Part of the problem is most normal people will say something out of anger such as “X deserves to die because X is a Y” or “I should terminate with extreme prejudice X because X did Y” without any intention of carrying out the implied threat. This results with hypersensitivity in people being charged with some form of terrorism when they were just venting anger. Add that any comment made on the Internet can potentially be seen by the entire world.

My Name Here says:

The real answer

Words cross the line into a threat when the person, institution, or group being threatened believes it enough to be concerned or to take action.

If the threatened party feels even in a small way that the threat could turn into real actions, then the threat is real to them, and in the end, they are the victims of the crime.

Pragmatic says:

Re: Re: The real answer

The ability and will to carry it out also needs to be considered, otherwise I could take any negative comment out of context, “interpret” it as a threat, and report the commenter for it just because I “believed” it was a threat.

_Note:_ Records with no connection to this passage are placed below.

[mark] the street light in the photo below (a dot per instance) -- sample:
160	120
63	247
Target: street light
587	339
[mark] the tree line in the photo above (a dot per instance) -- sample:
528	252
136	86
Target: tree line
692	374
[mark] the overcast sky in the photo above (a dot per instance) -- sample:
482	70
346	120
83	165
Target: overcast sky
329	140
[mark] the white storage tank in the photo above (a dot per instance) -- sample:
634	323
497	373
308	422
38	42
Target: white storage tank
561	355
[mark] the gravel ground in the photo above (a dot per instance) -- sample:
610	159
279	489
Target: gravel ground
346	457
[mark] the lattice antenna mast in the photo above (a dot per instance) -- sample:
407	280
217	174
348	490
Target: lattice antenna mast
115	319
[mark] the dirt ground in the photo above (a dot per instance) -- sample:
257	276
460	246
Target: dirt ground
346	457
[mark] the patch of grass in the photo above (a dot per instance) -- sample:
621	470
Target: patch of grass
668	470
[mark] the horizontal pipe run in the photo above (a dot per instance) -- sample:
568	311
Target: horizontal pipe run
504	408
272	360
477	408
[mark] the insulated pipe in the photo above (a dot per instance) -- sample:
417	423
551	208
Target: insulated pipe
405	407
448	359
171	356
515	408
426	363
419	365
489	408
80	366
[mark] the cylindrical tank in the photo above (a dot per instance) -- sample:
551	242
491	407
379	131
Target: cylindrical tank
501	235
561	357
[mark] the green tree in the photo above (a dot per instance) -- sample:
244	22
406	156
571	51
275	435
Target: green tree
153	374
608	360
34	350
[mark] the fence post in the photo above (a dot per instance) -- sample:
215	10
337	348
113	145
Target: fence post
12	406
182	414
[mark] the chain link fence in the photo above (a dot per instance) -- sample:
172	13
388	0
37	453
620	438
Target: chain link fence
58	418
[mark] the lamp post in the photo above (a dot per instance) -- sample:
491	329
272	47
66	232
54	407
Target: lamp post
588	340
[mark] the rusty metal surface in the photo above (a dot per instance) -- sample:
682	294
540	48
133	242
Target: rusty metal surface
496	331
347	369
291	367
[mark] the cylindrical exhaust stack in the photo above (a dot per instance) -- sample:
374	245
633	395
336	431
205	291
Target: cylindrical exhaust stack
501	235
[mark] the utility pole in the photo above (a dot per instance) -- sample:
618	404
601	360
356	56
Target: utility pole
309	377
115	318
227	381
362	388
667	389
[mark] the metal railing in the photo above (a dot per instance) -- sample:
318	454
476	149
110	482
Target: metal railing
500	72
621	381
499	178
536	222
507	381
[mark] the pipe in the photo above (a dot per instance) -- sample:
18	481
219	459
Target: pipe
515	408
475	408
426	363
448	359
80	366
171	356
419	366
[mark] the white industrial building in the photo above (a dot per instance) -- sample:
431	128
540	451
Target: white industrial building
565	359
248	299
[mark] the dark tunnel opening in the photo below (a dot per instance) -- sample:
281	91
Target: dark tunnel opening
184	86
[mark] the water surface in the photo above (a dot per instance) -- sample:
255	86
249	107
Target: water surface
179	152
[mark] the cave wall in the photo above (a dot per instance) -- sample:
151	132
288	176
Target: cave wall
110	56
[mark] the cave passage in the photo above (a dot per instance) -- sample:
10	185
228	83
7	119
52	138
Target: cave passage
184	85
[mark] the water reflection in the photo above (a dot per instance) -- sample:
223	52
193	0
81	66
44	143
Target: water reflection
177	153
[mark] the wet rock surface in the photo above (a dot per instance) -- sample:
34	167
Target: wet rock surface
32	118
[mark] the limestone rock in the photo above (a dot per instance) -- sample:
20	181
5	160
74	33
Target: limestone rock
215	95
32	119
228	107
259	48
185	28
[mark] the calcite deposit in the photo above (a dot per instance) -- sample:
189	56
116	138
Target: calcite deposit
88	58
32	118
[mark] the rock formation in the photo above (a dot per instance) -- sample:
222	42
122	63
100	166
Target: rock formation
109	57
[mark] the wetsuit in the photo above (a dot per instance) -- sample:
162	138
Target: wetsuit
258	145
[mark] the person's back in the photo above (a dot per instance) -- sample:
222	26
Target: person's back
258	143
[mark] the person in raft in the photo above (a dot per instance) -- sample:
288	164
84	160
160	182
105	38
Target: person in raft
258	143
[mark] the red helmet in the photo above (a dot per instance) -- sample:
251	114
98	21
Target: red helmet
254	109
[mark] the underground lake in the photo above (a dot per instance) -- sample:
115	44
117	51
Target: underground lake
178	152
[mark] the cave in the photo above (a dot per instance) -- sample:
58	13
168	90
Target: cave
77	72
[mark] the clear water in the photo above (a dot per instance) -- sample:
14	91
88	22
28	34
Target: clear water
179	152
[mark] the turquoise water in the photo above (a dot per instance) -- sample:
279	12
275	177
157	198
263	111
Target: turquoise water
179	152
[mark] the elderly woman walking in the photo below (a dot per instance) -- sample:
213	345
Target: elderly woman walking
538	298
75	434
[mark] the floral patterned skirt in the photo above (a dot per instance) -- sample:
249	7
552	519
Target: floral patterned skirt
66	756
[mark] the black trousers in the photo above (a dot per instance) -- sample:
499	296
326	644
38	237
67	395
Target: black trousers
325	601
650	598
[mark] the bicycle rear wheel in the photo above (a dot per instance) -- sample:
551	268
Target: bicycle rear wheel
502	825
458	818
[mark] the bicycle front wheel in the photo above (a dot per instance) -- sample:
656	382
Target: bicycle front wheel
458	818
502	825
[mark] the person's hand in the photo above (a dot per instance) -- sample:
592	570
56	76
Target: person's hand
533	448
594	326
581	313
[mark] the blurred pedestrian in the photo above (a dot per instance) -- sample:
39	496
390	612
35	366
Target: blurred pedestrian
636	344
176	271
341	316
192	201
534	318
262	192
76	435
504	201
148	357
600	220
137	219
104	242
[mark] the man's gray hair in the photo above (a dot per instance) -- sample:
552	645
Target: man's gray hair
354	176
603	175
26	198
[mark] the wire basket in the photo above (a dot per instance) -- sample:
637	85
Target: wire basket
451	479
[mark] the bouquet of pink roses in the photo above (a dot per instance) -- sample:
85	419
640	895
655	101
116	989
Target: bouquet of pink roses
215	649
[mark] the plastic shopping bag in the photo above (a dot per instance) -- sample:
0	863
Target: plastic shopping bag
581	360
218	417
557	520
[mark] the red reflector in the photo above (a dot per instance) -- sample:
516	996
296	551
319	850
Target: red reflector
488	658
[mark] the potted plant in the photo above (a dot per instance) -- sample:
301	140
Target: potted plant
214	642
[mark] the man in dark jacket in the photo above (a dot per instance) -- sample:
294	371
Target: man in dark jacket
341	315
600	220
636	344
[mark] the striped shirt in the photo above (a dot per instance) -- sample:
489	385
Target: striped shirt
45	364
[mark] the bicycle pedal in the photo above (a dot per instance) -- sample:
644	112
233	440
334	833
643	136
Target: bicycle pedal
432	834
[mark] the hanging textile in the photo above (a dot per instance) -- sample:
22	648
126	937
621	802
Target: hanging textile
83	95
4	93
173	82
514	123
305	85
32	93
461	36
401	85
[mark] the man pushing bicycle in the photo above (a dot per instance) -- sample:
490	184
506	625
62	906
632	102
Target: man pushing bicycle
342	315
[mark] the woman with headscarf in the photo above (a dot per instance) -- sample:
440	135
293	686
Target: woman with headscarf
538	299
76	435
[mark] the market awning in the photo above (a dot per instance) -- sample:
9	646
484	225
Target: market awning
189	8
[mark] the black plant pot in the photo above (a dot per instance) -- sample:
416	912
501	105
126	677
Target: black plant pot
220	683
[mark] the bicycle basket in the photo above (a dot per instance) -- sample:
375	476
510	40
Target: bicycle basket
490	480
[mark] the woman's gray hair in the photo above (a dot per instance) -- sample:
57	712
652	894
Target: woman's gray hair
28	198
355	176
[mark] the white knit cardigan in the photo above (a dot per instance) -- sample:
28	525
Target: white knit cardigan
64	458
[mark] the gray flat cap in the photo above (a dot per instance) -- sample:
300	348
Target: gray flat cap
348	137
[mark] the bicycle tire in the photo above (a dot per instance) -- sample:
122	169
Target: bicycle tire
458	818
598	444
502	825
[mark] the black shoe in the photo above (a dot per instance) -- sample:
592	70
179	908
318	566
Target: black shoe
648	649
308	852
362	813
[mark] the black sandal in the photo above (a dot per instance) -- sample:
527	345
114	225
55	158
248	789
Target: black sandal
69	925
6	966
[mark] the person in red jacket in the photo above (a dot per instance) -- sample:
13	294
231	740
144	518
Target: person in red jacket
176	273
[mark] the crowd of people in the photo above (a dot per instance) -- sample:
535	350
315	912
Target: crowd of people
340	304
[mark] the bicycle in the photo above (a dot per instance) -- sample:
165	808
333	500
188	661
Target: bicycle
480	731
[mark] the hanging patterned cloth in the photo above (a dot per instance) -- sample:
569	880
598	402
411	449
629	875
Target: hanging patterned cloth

I’m not a fan of “Stand your ground” laws for this reason.

“Words cross the line into a threat when the person, institution, or group making the threat makes plans and acquires the means to take action.”

FIFY

richard40 says:

I might convict this guy myself, even though I am a big free speech supporter. His threatening statements were specific enough that a reasonable person might well conclude that he could carry them out. If they had done nothing, and this guy ended up shooting up a school, or killed his wife, we would have heard a constant “why didn’t they do something to stop him”. The author makes a good point though that just quoting the purported threat is not enough, context, and the actual ability and possible intent to carry out the threat, is also important and should be allowable as evidence for the defense. And I agree that teenagers should be given more latitude.